Book and Digital Media Studies, a specialisation within the Leiden University Master’s in Media Studies, focuses on the dynamic process of the transmission of knowledge and information through analogue (print) and digital (internet) media. You study both the historical development – from Gutenberg to Google – and the modern practice of textual communication within its societal and technological context. Much attention is given to the far-reaching consequences of the digital revolution for the world of the book.
The aim of the programme is to ensure that you have an in-depth knowledge of the history of the written word, and of theories of publishing and textual media, both in physical and digital form. You will also graduate with detailed knowledge of all relevant issues and academic skills and insights regarding the field of Book Studies.
Check out the programme of Book and Digital Media Studies.
“There are striking parallels between the invention of book printing and the introduction of the internet: Johannes Gutenberg and Bill Gates have a lot in common.”
“When I was studying history in Leiden, I read a book that put forward a challenging hypothesis about the relationship between the invention of printing and the Renaissance, Reformation and new science. Since then, my interest in the subject has never waned and I decided to become a book historian. This passion is what I want to communicate to my students.

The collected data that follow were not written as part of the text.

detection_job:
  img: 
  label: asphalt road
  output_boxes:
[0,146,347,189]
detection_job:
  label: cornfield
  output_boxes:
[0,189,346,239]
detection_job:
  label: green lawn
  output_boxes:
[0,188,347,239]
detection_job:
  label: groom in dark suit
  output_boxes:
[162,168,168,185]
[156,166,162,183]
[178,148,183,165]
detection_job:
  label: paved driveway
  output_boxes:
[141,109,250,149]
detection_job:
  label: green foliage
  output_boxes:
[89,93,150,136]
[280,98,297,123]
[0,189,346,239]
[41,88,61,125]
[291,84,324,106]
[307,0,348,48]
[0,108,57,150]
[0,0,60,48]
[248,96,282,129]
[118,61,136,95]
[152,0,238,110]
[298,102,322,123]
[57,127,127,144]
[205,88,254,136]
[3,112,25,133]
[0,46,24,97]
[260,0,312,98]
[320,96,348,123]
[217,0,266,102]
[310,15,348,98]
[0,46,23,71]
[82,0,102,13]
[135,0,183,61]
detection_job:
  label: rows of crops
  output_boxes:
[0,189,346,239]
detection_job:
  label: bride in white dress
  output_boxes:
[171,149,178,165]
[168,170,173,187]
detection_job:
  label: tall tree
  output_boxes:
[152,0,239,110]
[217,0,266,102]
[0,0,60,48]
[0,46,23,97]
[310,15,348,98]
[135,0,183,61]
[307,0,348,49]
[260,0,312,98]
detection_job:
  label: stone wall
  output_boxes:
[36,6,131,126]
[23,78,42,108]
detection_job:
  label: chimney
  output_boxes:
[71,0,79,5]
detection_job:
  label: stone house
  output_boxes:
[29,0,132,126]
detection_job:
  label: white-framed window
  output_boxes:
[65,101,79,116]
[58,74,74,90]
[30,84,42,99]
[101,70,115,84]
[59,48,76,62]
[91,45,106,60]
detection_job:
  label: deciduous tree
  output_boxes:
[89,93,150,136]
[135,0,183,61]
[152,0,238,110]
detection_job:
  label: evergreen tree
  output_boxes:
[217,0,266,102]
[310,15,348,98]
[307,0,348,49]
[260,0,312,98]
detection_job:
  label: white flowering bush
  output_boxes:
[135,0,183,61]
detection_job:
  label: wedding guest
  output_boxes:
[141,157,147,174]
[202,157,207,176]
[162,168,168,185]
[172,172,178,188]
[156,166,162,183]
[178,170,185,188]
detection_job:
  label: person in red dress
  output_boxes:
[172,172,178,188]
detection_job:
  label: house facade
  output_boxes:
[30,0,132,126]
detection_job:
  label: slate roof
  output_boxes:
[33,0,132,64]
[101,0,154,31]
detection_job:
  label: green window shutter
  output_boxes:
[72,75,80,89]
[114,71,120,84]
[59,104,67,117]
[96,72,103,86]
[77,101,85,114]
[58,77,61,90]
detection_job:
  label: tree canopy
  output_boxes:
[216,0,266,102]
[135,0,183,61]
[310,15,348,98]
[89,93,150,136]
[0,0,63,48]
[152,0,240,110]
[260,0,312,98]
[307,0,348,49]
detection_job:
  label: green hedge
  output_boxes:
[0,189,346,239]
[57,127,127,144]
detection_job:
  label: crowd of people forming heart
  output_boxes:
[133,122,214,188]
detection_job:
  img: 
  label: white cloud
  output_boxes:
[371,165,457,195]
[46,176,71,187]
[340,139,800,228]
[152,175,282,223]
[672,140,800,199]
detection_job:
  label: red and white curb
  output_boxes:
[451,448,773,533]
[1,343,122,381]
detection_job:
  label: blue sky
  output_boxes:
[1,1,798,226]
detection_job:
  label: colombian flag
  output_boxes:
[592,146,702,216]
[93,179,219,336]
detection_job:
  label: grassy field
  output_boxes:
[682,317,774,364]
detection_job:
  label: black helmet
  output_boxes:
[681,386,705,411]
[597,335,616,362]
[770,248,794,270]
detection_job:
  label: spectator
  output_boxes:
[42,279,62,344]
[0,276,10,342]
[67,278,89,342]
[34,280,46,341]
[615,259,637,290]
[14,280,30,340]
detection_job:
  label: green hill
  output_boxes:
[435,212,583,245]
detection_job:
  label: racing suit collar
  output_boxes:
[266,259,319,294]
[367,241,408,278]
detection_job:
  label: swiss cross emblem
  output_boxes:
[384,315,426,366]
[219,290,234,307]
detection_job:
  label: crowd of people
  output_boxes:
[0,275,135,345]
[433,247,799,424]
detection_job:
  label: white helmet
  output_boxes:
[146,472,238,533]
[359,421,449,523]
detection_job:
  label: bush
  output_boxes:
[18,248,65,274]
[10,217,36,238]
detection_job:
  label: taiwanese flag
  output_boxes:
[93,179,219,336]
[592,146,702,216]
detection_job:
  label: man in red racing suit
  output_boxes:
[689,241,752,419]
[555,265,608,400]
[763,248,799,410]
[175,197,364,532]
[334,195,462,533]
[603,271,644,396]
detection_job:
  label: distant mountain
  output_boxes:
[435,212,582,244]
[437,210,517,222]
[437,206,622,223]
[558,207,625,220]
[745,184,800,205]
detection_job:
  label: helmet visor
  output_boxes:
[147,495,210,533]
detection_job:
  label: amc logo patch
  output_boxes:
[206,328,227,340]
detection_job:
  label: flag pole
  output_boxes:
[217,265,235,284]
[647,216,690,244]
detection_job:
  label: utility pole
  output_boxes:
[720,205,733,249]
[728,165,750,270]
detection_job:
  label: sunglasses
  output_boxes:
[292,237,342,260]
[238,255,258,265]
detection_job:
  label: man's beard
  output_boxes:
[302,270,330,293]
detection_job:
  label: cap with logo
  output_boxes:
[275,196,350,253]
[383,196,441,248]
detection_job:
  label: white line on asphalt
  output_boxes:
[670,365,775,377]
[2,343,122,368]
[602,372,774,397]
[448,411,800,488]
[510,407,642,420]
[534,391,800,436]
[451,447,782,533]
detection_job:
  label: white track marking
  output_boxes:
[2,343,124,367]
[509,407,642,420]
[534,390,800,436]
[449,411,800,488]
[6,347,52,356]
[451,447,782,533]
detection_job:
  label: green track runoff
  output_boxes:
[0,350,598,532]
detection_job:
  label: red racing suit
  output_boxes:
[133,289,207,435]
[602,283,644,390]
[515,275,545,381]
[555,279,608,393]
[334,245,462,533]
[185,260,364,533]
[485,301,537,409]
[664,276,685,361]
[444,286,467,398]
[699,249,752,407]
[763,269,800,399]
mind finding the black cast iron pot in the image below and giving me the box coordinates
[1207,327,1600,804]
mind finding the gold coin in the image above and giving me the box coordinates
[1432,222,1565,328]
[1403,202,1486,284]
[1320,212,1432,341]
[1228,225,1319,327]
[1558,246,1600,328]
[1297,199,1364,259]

Throughout the whole world you can see a growing interest in the role and significance of the written and printed word, both now and in earlier times. This is undoubtedly related to the far-reaching communications revolution which we are currently experiencing as a result of the advent of digital media.
There are striking parallels between the invention of book printing and the introduction of the internet, for example with regard to their influence on society and culture, the position of the author or the effect of censorship. Johannes Gutenberg and Bill Gates have a lot in common.
This master’s is characterised by the interaction between the present and the past: we treat the history of the written and printed word in close relation to present-day developments in the world of the book and digital media.
In addition, Leiden has fantastic resources available in our field, all within easy reach: the University Library, the Bibliotheca Thysiana, many museums, but also renowned book shops and publishing houses, such as Koninklijke Brill, which has been in existence since 1683.”